Quand l’ancien Premier ministre israélien, Manachem Begin, l’un des rares députés à avoir voté contre Camp David, a été questionné sur ce qui l’impressionnait le plus chez Ehud Olmert, il a répondu que c’était sa ruse. C’est une qualité qu’Olmert a largement manifestée ces derniers jours dans sa façon de préparer le sommet d’Annapolis.

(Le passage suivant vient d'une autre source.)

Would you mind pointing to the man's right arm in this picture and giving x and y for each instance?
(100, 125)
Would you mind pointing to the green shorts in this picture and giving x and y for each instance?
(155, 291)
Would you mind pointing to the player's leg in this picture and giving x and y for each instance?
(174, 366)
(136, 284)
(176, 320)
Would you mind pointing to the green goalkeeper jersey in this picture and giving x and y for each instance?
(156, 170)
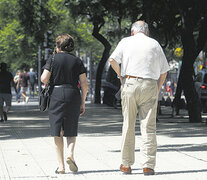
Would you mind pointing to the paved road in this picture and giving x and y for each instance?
(26, 148)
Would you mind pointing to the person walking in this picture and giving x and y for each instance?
(32, 80)
(24, 83)
(6, 79)
(143, 71)
(66, 104)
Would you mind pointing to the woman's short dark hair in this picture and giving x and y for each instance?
(65, 42)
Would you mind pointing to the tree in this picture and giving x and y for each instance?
(103, 13)
(187, 20)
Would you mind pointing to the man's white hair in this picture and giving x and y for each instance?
(140, 26)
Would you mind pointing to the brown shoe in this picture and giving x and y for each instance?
(125, 169)
(148, 171)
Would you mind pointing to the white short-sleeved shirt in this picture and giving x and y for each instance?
(140, 56)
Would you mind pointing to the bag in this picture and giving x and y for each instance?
(118, 95)
(44, 99)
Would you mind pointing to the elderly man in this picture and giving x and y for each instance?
(6, 79)
(143, 71)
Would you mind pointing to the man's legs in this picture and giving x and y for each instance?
(147, 116)
(71, 145)
(129, 110)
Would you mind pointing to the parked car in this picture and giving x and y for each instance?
(201, 88)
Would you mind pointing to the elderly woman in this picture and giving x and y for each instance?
(66, 103)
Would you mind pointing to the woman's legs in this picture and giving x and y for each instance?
(71, 145)
(59, 145)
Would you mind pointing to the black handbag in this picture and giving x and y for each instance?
(44, 99)
(44, 96)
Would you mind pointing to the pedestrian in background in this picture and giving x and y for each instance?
(143, 71)
(66, 104)
(6, 79)
(24, 83)
(17, 87)
(32, 80)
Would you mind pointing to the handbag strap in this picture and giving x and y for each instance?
(51, 69)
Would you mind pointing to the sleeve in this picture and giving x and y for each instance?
(47, 66)
(163, 61)
(118, 53)
(82, 68)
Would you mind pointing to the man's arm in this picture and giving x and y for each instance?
(161, 80)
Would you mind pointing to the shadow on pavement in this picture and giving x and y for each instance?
(99, 120)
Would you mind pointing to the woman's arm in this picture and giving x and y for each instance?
(84, 90)
(45, 76)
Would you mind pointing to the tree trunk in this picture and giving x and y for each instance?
(105, 56)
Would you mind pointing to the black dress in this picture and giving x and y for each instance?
(64, 107)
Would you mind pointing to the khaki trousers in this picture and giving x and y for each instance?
(139, 96)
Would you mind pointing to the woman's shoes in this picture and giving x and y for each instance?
(59, 172)
(72, 165)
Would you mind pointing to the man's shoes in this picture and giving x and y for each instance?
(72, 165)
(5, 116)
(148, 171)
(125, 169)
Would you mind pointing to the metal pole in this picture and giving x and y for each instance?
(39, 52)
(90, 76)
(39, 67)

D’un côté, Olmert proclame son engagement « absolu » pour la réussite du somment, alors que d’un autre il fait tout ce qui est en son pouvoir pour le saboter. Sinon, comment interpréter son forcing auprès du président de l’Autorité palestinienne, Mahmoud Abbas (Abu Mazen), lors de leur dernière rencontre, pour qu’il accepte un mémorandum « vague » exposant les grandes lignes d’une solution mais n’évoquant aucun principe concernant les 4 points d’un règlement final : Jérusalem, les 5 millions de réfugiés palestiniens, les frontières définitives et les colonies israéliennes ? Et pour que les choses soient bien claires, Olmert qualifie lui-même ce document de « déclaration d’intentions non contraignante ». Sa ministre des Affaires étrangères, Tzipi Livni, est encore plus claire. Le mémorandum, déclare-t-elle le 3 octobre, ne doit être rien de plus que la « déclaration par les deux parties de leur engagement à mettre fin au conflit par des moyens pacifiques ». Et s’il faut une preuve supplémentaire du total mépris d’Olmert pour Abu Mazen, on la trouve dans sa promesse au parti Shas, de l’extrême droite religieuse, que ce document ne ferait aucune référence à l’avenir de Jérusalem.

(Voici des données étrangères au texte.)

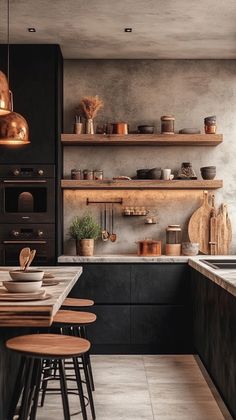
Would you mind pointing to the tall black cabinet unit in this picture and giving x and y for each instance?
(36, 80)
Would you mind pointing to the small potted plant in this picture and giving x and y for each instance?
(84, 230)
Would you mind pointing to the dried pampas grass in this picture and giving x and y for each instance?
(90, 106)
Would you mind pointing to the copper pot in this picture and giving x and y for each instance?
(120, 128)
(149, 248)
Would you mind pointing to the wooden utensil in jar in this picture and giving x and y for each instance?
(31, 257)
(24, 257)
(113, 236)
(213, 229)
(105, 233)
(224, 230)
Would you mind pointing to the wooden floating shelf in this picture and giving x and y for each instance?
(141, 139)
(110, 184)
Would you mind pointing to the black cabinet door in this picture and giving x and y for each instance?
(36, 83)
(161, 327)
(160, 283)
(104, 283)
(112, 325)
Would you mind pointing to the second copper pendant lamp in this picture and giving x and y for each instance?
(14, 129)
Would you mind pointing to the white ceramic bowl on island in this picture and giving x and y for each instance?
(27, 275)
(22, 287)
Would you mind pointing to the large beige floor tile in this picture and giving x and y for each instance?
(187, 411)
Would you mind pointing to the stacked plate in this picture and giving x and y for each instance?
(28, 281)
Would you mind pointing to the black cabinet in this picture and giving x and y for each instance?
(36, 73)
(160, 283)
(214, 326)
(141, 308)
(104, 283)
(162, 327)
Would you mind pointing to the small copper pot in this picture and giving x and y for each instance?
(120, 128)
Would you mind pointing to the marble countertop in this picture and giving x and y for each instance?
(38, 312)
(226, 278)
(121, 258)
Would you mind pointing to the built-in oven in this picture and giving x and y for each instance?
(27, 212)
(27, 194)
(40, 237)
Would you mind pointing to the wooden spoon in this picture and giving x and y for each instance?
(105, 233)
(24, 257)
(113, 235)
(31, 257)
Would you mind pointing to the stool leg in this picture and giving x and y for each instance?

Olmert a dit qu’il voulait un mémorandum rédigé de façon vague - que sa lecture reste ambiguë - afin de baisser le niveau des espoirs en ce sommet de sorte que quelle qu’en soit l’issue, elle puisse être vue comme une évolution positive. C’était astucieusement dit, mais il est maintenant tout à fait clair que pour Olmert, la seule issue heureuse du sommet, c’est son échec total.

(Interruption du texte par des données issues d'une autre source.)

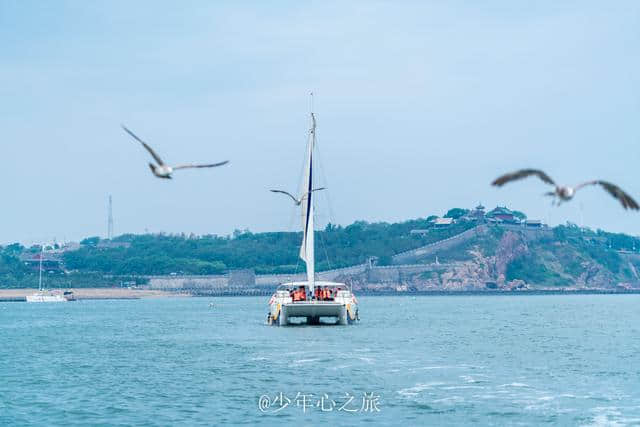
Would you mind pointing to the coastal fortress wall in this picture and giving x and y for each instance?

Si les Palestiniens avaient entretenu l’espoir que la rencontre d’Annapolis se transforme en parapluie international sous lequel le conflit pourrait être solutionné, alors Olmert a dû le balayer avec sa réunion de cabinet de dimanche quand il a promis à ses ministres que la rencontre ne servirait pas de substitut à des négociations directes avec les Palestiniens. Ensuite, pour bien s’assurer que l’échec était couru d’avance, il a juré que le mémorandum, « rédigé en termes vagues », contiendrait deux points : l’engagement par l’Autorité palestinienne de remplir son obligation prévue à la première phase de la Feuille de route et, deuxièmement, une référence à la lettre de garanties du président américain, George Bush, à l’ancien Premier ministre, Ariel Sharon, d’avril 2004. (1)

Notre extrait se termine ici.